Thomas Mann nos regala en “La muerte en Venecia” pese a su brevedad,
una historia abotargada de complejidad y profundidad exquisita; vasta en
construcciones simbólicas y ecos del más allá. Durante el recorrido de sus
páginas Von Aschenbach –escritor de renombre-
va desmembrando el arrebato de que es presa en sus días de descanso en la
ciudad de las góndolas, producto de la juvenil figura de un infante Polaco. El
protagonista se ve envuelto en una lucha constante entre la pasión que genera
el joven Tadrio, contra la razón y disciplina moral que el escritor ha llevado
sobre sus hombros a lo largo de su vida, “el deseo se engendra por el
conocimiento defectuoso”. El relato se percibe como un diario de muerte que es
vida y renuncia, donde las pasiones desbordadas cohabitan en el protagonista
dinamitando las murallas moralinas y de estoicismo con las que ha forjado su trabajo para llegar a ser una
figura reconocida en el medio literario.
Un panorama oscuro y violento dentro de una Venecia pestilente y
melancólica, que tiene que ver tanto con el alma de Aschenbach como con la
experiencia común de la raza humana. La prohibición de los deseos y las
pasiones humanas carburados en la imaginación de los individuos no deben poner
en peligro al rebaño, pues es la idea misma de civilización. Plagada de simbolismos;
la obra se presta a diferentes interpretaciones que varían en función del
lector y de los tiempos que corren. Más allá de tomarlo como una manifestación
con tendencias homosexuales –que dejo de lado-, no deja de atraparme el
entramado con el que Mann aborda temas complejísimos de la naturaleza humana:
belleza-decadencia, pasión-abnegación, juventud-vejez, el viaje-sedentarismo,
siempre contradictorios, y en espera de aparecer en la otredad que nos habita.

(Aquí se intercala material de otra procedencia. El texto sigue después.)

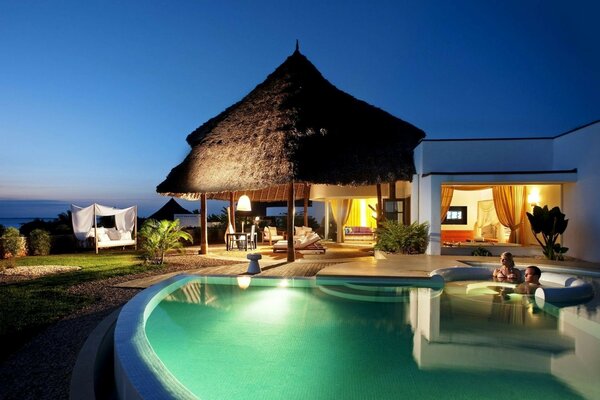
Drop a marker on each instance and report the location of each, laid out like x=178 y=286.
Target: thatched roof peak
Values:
x=295 y=126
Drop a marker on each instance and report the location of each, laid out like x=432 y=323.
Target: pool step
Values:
x=371 y=293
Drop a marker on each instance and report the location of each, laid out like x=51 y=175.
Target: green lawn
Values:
x=29 y=306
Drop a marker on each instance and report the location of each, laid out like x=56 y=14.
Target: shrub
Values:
x=12 y=243
x=160 y=237
x=39 y=242
x=549 y=224
x=481 y=251
x=394 y=237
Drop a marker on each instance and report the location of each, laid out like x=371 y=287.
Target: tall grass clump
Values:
x=40 y=242
x=13 y=244
x=393 y=237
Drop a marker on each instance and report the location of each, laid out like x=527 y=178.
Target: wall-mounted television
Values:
x=456 y=215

Su lectura invita a la conversación íntima, donde la muerte abandona
las páginas y se instala a nuestro lado acompañando nuestro tránsito permanente
por el mundo de forma amable e inteligente. Además de ser un relato magnífico
acerca de la muerte, la pasión, la belleza y decadencia, el libro es por mucho
una alegoría filosófica cuando Aschenbach se ve transformado en Sócrates e
inicia una disertación con Fedro sobre la belleza y el amor. Al recorrer sus
páginas me queda claro que las tragedias llegarán como único destino verdadero.
Mann nos sumerge en un mundo que se derrumba ante nuestros ojos en la vastedad
del horizonte, resultado de esa presencia que nos toma por sorpresa cuando más
fuertes nos sentimos, la vida misma.
“Las masas burguesas se regocijan con las figuras acabadas, sin
vacilaciones espirituales; pero la juventud apasionada e iconoclasta se siente
atraída por lo problemático”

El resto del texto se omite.